Yeisen Medina aus Berlin hat afrokubanische Wurzeln und zwei Jahre lang aktiv den Yoruba-Glauben praktiziert, da ihm der Katholizismus auf viele Fragen keine adequate Antwort liefen konnte und weil ihm die Art wie dort gebetet wird, zu formlos war:

"Ich bin getauft. In Kuba sind 99 Prozent getauft. Ich habe mich erstmal mit dem ganzen Katholischen auseinandergesezt, habe Ave Maria gelernt. Es war aber nicht wirklich Meins, weil jeder gebetet hatte, wie und wann er wollte. Ich bin aber so ein Typ, der einen Leitfaden braucht."

Yeisen Medina, ehemaliger Yoruba-Anhänger

Keine Missionare in der Yoruba-Religion

Der deutsch-nigerianische Musiker Adé Bantu hat sich auch gegen das Christentum und für den Yoruba-Glauben entschieden. Nicht aber weil der christliche Glaube keinen Leitfaden hätte – im Gegenteil, das Christentum hat für ihn zu viele Grenzen aufgezeigt, für zu viel Unheil gesorgt:

"Das Christentum hat uns nur viel Leid gebracht - Sklaverei und Rassismus. Das Christentum und der Islam haben Afrika als Kontinent ausgeraubt. Man hat im Namen von Allah und Jesus Christus viel Unheil angerichtet. In der Yoruba-Religion gab nie Kriege im Namen von Gottheiten, um Menschen zu konvertieren. Ich finde eine Religion, die in sich selbst ruht und Menschen dazu auffordet, ihr zu folgen, viel besser."

Musiker Adé Bantu

Der Yorubismus hat im Gegensatz zum Christentum keine Missionierungs-Geschichte. Trotzdem hatte der hispanisch-karibische Variante des Yoruba-Glaubens die "Santería" für Yeisen einiges an Tücken. Zum einen wollten einige Babalawo-Priester für ihre Arbeit viel Geld. Zum anderen hat Yeisen das Gefühl, der Glaube verlangte von ihm, in seine dunkle, sinistre Seite gehen zu müssen, in ein "dunkles Reich" wie er sagt, was ihm letzten Endes doch nicht zusprach.

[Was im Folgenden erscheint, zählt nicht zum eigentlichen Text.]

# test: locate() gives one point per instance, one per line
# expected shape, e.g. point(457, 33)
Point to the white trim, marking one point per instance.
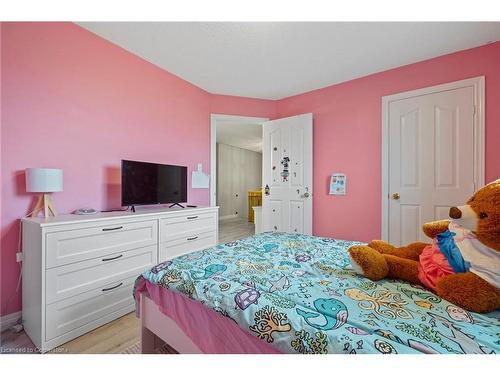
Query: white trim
point(9, 321)
point(478, 84)
point(214, 119)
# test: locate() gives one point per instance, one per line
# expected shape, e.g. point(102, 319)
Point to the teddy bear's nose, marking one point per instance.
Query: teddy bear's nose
point(455, 213)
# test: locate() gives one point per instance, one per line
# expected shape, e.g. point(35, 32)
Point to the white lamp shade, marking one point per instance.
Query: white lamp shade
point(44, 180)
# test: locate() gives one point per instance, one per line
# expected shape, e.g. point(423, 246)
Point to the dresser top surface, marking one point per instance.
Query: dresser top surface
point(140, 212)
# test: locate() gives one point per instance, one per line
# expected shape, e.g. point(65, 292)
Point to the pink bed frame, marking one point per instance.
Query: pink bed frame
point(155, 325)
point(190, 327)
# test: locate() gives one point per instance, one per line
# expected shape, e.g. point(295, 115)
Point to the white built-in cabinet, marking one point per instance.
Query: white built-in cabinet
point(79, 271)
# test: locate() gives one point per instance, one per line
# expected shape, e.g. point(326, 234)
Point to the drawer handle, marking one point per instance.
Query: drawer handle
point(113, 287)
point(108, 229)
point(108, 259)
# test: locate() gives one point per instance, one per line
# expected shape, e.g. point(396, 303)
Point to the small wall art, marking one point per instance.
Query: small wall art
point(338, 184)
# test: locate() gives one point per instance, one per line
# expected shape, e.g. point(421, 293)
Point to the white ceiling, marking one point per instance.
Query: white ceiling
point(279, 59)
point(247, 136)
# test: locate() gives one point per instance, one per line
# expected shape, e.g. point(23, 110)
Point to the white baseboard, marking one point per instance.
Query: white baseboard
point(8, 321)
point(228, 217)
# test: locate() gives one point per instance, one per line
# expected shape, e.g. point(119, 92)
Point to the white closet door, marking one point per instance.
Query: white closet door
point(288, 205)
point(431, 160)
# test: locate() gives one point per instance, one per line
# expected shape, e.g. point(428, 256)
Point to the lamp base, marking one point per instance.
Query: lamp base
point(46, 205)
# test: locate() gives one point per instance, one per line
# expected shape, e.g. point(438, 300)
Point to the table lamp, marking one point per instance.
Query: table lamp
point(44, 180)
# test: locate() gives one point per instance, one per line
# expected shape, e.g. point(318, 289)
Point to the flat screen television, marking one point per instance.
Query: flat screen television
point(149, 183)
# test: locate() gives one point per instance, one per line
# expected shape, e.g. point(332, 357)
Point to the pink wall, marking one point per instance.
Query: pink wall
point(347, 134)
point(64, 88)
point(74, 101)
point(223, 104)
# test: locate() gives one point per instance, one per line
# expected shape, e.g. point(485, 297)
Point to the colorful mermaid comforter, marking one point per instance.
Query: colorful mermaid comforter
point(299, 294)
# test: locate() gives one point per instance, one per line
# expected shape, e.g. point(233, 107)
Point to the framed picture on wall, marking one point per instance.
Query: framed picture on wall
point(338, 184)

Daher hat sich der Kubaner Yeisen nach einigen Jahren dazu entschieden, den Yoruba-Glauben wieder zu verlassen – auch wenn seine Familie und viele andere Afroberliner, wie er erzählt, weiterhin sehr stark an ihrem Yoruba-Glauben festhalten.

Der Yorubismus – für die einen schwarze Magie und Teufelswerk, für die anderen eine Quelle von Kraft und eine Verbindung zu den Vorfahren. Den Yoruba-Glauben genauso zu betrachten wie andere Weltreligionen – genau da liegt der Fehler für Adé. Die Religion erfüllt ihn, weil sie eigentlich keine Religion ist, sondern viel mehr:

"Es ist meine Spiritualität, ich will nicht Religion sagen. Religion ist organisiert, meine Spiritualität, die Yoruba-Spiritualität gibt mir sehr viel Kraft."